Last Menstrual Period (LMP)
Documentation of a patient’s last menstrual period should be completed for all women
of childbearing age during every health supervision visit (adolescents) and every clinic
visit (adults). (UW Health Class I, LOE C) This documentation is valuable to clinicians as
identification of abnormal menstrual patterns may permit early identification of potential
health concerns or conditions such as pregnancy, abnormal hormonal development,
anorexia nervosa, inflammatory bowel disease, and other chronic illnesses.13
2. Measure Growth
Measurement of the standard growth parameters throughout childhood and
adolescence is essential for assessing normal development.

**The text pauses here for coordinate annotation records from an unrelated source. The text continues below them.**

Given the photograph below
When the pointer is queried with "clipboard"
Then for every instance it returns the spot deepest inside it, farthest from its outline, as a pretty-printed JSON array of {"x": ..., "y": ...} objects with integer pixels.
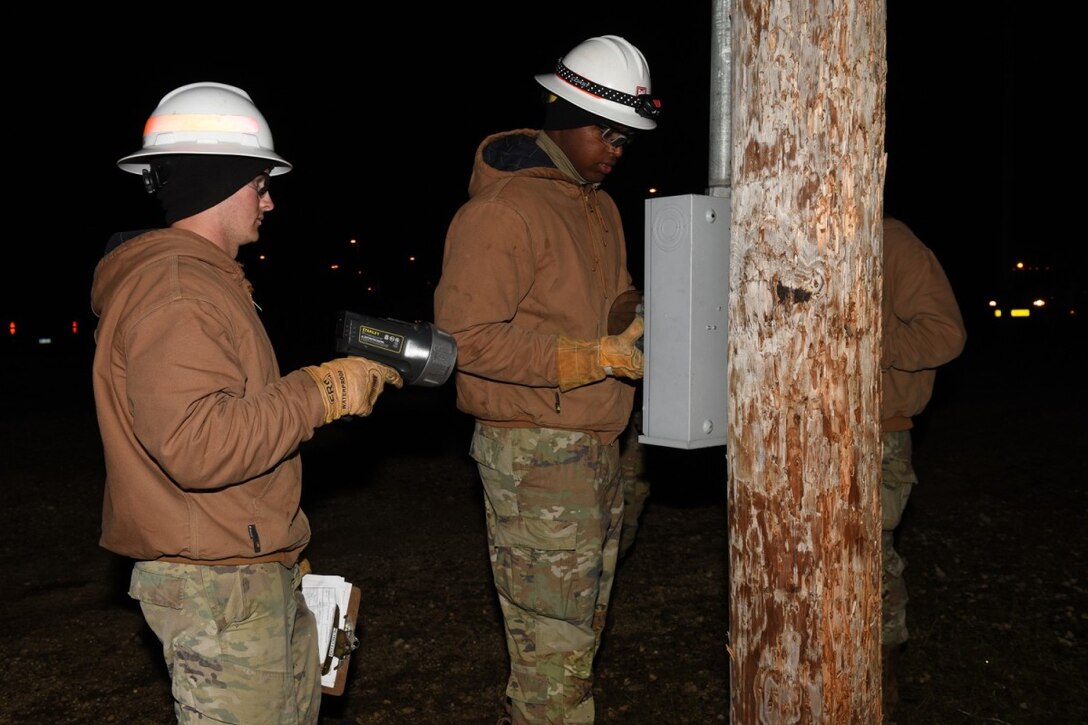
[{"x": 342, "y": 643}]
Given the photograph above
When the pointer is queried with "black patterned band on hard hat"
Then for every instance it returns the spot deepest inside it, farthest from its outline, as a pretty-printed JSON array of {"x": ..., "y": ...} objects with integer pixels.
[{"x": 644, "y": 105}]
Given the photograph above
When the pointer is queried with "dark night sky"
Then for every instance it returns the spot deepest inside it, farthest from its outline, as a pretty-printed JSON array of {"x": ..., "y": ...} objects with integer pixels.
[{"x": 382, "y": 139}]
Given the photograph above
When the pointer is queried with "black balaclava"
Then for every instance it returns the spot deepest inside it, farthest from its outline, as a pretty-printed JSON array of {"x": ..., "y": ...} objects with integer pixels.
[{"x": 192, "y": 183}]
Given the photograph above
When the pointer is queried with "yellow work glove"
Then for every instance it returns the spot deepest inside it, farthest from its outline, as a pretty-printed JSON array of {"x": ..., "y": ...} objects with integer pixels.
[
  {"x": 350, "y": 385},
  {"x": 584, "y": 361}
]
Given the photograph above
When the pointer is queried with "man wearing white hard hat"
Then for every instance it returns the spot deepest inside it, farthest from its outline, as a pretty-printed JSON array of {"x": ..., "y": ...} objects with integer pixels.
[{"x": 533, "y": 263}]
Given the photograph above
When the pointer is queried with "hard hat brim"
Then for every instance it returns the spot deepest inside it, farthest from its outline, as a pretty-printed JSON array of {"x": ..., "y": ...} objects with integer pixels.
[
  {"x": 138, "y": 161},
  {"x": 595, "y": 105}
]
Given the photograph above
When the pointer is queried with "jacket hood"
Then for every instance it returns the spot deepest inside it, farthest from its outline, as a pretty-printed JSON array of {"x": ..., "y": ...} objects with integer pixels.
[{"x": 126, "y": 255}]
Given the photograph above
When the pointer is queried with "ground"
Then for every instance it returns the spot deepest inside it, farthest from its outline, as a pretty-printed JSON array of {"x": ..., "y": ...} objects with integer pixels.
[{"x": 994, "y": 541}]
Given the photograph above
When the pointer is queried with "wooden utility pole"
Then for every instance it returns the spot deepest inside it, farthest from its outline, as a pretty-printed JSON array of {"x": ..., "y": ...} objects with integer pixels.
[{"x": 804, "y": 336}]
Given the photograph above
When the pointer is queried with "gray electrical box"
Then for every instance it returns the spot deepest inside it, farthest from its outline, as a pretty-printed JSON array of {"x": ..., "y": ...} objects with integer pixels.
[{"x": 684, "y": 394}]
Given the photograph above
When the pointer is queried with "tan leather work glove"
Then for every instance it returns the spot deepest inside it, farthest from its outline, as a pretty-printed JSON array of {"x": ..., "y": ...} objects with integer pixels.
[
  {"x": 584, "y": 361},
  {"x": 350, "y": 385}
]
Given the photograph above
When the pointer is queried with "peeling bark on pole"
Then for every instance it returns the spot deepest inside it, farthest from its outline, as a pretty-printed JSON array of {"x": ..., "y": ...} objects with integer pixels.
[{"x": 804, "y": 336}]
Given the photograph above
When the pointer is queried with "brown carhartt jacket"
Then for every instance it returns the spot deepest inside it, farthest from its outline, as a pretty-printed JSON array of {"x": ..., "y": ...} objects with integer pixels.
[
  {"x": 531, "y": 256},
  {"x": 922, "y": 326}
]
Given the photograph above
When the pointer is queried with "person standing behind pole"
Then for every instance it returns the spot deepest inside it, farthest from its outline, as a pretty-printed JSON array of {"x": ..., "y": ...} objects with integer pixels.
[
  {"x": 199, "y": 430},
  {"x": 923, "y": 329},
  {"x": 532, "y": 263}
]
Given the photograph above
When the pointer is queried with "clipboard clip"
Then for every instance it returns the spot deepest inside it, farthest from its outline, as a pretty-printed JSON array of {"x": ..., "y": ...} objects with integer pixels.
[{"x": 342, "y": 642}]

In adulthood, growth and
development measurements can be useful in determining medication dosing or
identifying potential health concerns or conditions such as obesity.
Weight
Weight measurements should be obtained at every clinical visit (newborn to adult).
8,10,12,14
(UW Health Class I, LOE C) Patients under 1 year of age should be measured
naked15, while patients 1-3 years should only be wearing a dry diaper or underwear.

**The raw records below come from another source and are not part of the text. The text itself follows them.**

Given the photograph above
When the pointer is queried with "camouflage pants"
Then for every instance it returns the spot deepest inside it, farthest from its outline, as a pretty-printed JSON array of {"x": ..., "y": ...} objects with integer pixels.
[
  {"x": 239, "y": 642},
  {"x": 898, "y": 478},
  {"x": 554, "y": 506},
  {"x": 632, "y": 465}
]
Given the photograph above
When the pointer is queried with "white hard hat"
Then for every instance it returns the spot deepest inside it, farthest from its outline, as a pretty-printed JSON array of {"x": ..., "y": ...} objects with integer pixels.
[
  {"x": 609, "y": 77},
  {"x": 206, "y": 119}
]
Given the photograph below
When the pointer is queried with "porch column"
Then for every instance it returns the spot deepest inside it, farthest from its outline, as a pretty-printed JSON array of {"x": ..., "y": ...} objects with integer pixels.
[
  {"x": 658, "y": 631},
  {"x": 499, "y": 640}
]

Older patients (age 3-adult) may wear one layer of light clothing (but no shoes) while
being weighed. Specific methods for obtaining a patient’s weight are detailed in the
UWMF Policy - Measuring Weight in Adults and Children.

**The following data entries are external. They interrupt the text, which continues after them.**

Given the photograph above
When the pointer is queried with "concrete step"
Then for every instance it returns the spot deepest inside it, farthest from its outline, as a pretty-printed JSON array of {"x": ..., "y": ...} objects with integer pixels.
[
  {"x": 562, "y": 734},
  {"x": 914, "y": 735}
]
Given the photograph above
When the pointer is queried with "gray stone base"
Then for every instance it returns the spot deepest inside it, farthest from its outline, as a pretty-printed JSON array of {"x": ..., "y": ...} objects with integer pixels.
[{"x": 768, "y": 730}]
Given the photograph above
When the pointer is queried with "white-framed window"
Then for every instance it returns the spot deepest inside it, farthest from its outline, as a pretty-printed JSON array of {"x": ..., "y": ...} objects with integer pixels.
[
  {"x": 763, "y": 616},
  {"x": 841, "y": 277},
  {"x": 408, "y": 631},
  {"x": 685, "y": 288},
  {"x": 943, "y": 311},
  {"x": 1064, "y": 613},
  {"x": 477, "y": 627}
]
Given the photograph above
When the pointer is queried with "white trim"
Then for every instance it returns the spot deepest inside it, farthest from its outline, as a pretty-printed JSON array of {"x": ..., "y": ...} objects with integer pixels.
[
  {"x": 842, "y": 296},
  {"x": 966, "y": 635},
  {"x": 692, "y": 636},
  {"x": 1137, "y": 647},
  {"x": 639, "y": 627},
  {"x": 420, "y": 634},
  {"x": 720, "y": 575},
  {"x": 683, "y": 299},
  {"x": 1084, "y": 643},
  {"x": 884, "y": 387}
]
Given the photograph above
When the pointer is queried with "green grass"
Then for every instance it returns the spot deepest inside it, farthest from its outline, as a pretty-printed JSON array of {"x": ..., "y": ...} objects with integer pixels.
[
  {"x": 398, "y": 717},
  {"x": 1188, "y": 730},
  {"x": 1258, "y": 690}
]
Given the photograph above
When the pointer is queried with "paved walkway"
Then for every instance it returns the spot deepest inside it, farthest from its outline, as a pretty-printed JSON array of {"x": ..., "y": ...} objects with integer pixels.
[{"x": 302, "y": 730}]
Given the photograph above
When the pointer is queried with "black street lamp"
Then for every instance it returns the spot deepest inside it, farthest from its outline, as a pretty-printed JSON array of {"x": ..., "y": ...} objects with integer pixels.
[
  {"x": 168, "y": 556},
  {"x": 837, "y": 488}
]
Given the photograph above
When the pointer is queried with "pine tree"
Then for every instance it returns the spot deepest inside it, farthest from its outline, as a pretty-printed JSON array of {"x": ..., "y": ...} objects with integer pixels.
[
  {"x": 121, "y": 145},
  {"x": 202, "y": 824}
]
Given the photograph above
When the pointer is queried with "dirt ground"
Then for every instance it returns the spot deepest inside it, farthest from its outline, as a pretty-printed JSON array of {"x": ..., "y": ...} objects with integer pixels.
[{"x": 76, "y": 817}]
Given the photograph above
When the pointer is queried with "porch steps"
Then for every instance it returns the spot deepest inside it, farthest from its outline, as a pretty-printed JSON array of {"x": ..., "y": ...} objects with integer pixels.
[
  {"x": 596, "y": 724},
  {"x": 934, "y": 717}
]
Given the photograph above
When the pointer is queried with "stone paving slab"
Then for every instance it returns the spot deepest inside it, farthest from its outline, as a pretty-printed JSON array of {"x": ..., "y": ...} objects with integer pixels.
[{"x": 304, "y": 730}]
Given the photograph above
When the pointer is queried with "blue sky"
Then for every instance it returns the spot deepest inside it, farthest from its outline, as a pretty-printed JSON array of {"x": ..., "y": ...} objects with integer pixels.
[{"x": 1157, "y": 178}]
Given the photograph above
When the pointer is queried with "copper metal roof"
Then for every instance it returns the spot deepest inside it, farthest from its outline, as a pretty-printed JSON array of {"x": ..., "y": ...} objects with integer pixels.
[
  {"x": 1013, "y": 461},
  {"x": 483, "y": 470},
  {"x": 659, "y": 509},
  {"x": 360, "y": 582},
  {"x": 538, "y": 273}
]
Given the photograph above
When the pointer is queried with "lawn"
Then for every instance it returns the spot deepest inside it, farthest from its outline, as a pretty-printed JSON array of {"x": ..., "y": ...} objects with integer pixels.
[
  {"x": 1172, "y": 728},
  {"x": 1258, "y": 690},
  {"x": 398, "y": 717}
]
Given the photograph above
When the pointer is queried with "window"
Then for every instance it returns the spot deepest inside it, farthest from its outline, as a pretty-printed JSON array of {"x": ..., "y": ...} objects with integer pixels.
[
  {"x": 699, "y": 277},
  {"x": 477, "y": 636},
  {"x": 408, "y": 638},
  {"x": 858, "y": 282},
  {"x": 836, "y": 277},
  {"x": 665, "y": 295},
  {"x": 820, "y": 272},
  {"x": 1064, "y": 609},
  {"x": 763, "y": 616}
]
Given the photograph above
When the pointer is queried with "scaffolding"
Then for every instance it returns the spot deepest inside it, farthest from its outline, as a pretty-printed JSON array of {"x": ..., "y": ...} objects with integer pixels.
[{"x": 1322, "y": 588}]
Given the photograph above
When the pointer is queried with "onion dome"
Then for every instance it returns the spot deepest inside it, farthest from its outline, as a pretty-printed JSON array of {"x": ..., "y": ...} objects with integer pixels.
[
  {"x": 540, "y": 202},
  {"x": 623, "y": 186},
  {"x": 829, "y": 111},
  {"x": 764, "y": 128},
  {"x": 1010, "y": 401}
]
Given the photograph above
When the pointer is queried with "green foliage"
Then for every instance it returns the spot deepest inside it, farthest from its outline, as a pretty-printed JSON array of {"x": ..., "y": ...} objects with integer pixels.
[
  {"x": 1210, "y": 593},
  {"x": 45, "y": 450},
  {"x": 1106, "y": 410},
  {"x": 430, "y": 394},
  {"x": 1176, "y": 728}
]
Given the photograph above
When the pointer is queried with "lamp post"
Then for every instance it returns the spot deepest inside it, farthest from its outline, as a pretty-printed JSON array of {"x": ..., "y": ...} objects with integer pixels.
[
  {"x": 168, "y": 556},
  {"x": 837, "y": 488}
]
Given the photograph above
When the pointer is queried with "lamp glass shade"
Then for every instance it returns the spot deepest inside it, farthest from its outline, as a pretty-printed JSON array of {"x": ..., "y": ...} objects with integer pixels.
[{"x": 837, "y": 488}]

Patients should remain undressed/not replace their outer clothing until seen by the
provider. Rooming staff should offer gowns and/or blankets upon rooming for comfort
and privacy as needed.
Height/Length
A length board should be used to obtain length measurements for patients during their
Health Supervision/Well Child visits at ages 0, 3, 6, 9, and 12 months.10,12 (UW Health
Class I, LOE C) See UWMF Policy - Measuring Length of Infants for additional details
regarding the use of a length board.
Beginning at age 2, rooming staff may complete either a height or length measurement
on pediatric patients. Height should be completed using a stadiometer only if the patient
is willing and able to stand still, otherwise staff should complete a length measurement
until age 3.10,15 (UW Health Class I, LOE C)
Height measurements should be obtained annually in adult patients 18 years and
older.14 (UW Health Class I, LOE C) Reference UWMF Policy - Measuring Height in Adults
and Children for additional instructions on the methodology of measuring height.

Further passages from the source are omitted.